Starting this week, German hard-coal-fired power stations are restarting operations. They were being phased out because of the hugely detrimental impact they were having on an environment already ravaged by global warming. Germany’s goal is to phase out all coal-generated electricity by 2038
Now, the government is swallowing the bitter pill of allowing them back onto the network. It is hoped that they will replace the gas-fired electricity that currently makes up some 10% of Germany’s overall electricity mix.
Chancellor Olaf Scholz spoke of temporary emergency measures “imposed for a very short period of time that don’t take anything away from our climate targets.”
“What must not happen is that we slide into a global renaissance of fossil energy, and coal in particular,” the chancellor warned.
But at first glance, last year’s global data seems to suggest that is precisely what is happening: never before has the world used so much coal to generate so much electricity. And the International Energy Agency (IEA) says the same pattern of high demand and high production will be repeated this year.
Import ban on Russian coal
Alexander Bethe, chairman of the Board of the Berlin-based Association of Coal Importers, is sure that: “This winter, we will certainly import over 30 million tonnes of hard coal to keep our power stations in operation. That would be 11% up on 2021.”

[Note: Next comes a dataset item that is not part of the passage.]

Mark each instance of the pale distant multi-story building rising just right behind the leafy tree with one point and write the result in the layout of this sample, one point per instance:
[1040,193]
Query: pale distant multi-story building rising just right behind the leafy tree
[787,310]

Before the war in Ukraine, 50% of the coal for Germany’s power stations was imported from Russia. But on April 9, the EU hit Russia with a sales and import ban on coal and oil — but not with immediate effect. Oil will be delivered until the end of the year, but coal shipments may only be delivered and offloaded through August 10.
Finding other suppliers is not the problem, say German coal importers. These include South Africa, Australia, the US, Colombia, and Indonesia, says Alexander Bethe. But these various kinds of coal each have different characteristics and qualities. It’s important to see which mix is the best for the German power stations. And tests are underway.
More difficult perhaps according to Bethe: the transport routes for the coal. The big sea ports like Amsterdam, Rotterdam, and Antwerp are booked up. Inland shipping routes taking coal by ship or train from the big ports to the power stations are at their limit. This is also in part due to Germany’s shortage of skilled labor.
The workforce had already been cut back in line with German’s goal of phasing out coal by 2038. Inland waterways were frantically reducing their capacities in line with expectations.
One-third of Germany’s coal imports come up the River Rhine. But at the time of summer drought, the water levels there are so low that ships can only sail at 30% to 40% of their loading capacity.
Coal price hikes
At the beginning of 2021, a tonne of hard coal would go for 64 dollars (€62.8) on the world market. Now the price has risen close to 400 dollars. 7.4 billion tonnes of hard coal were mined last year, half of it in China. But the coal-mining countries meet their own needs first and only 1 billion tonnes are actually traded on the global market.
Given the fact that electricity prices are rising dramatically, there are huge incentives for operators of decommissioned plants to make every effort to get them back on the grid. The first operator to do so was the Mehrum plant in central Germany which belongs to Checz energy concern EPH and had been closed down at the end of 2021. Others say they want to follow suit.
German energy supplier EnBW only wants to keep one plant in operation longer than previously planned. Five other plants that had been turned off for good are too old and out-of-date to be reactivated.
Lignite comeback, too?
But it is not only hard coal-fired power plants that are to be returned to the grid. The German government is also preparing a regulation for the restart of lignite-fired power plants that have already been shut down for the beginning of October. This also affects the Jänschwalde power plant in Brandenburg, where two units have already been switched off to so-called “safety standby.” If they were to be restarted, they could supply as much electricity as a regular nuclear power plant.
But if they were to be restarted now, 13 million cubic meters of water would be needed to drive the steam turbines, says the environmental network Green League. According to the network, this would further exacerbate the water shortage in the Spree River.
Another problem is that the old units do not comply with emissions regulations, and the operator did not consider it necessary to upgrade them in view of the complete shutdown.
Moreover, there is a lack of skilled personnel. The workers have long since been deployed elsewhere.
This article was originally written in German.